The Chinese people I have known over the years value order to an extent that is frustrating to me, wealth is an aspiration for most but there is a failingly small democracy and human rights culture, minority people and opinions are for most people simply not appreciated as far as I can tell, too many make US Republicans look worldly IMHO.

Maybe it will amount to no response from Beijing. Which I think will be the best peaceful, yet unresolved resolution. In relative terms of course.

Like PeterVonNacken, I’m also off to HK in a month. Despite my Chinese genes, planned to visit some memorial wwi and wwii sites. Hope I won’t encounter fresh memorial sites. Yea, I’m cynical at the moment.

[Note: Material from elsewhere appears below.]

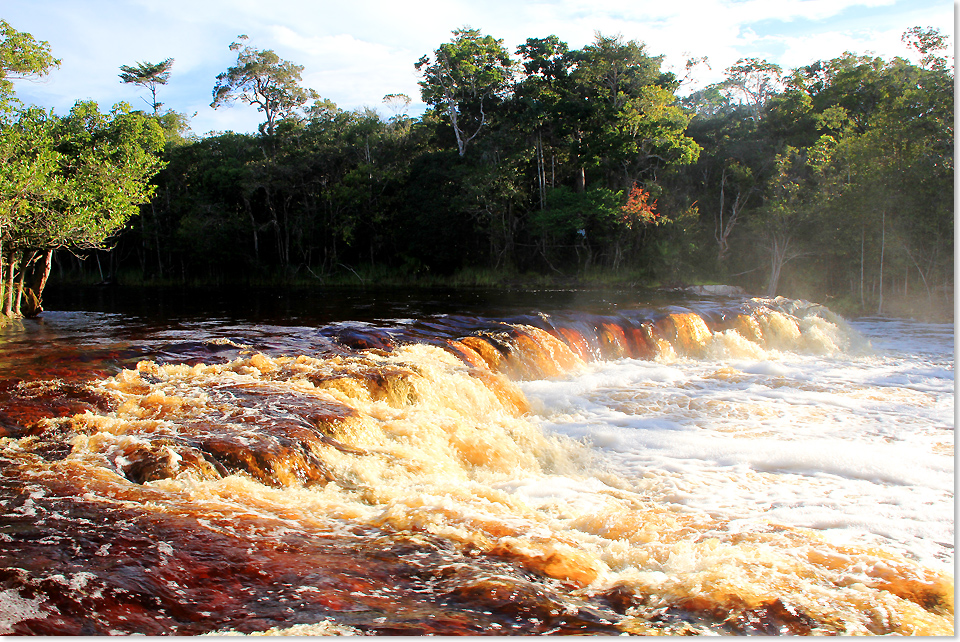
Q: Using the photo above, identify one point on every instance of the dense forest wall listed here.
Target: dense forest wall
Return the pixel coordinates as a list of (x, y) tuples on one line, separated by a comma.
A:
[(833, 181)]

I think that the PRC is well aware that Taiwan is watching…As the integrating of HK goes so goes the chance of peaceful reunification of Taiwan.

I am not a military strategist, but I will throw a few bucks in the ring to say that there is no way in hell China would strafe HK streets to get rid of protesters. China doesn’t need to use air power–they’ve got enough tanks and infantry forces available to do the job.
Suffice it to say that I expect China to tighten the screws on the protesters, and there is a very real likelihood tanks and infantry will roll to disperse the protests if the tear gas and riot police don’t work. I certainly wish the protesters the best of luck in their endeavors, but I fear their ability to voice their displeasure is not long for this world.

I wonder who, in HK, is not offering support of the protestors movement.
Given recent experience I would predict that many over 50s do not and confoundingly; many women of all ages… but then I’m Scottish and voted ‘yes’, so I probably have a misguided perspective on matters of home rule (or even the type of fair election the protestors demand).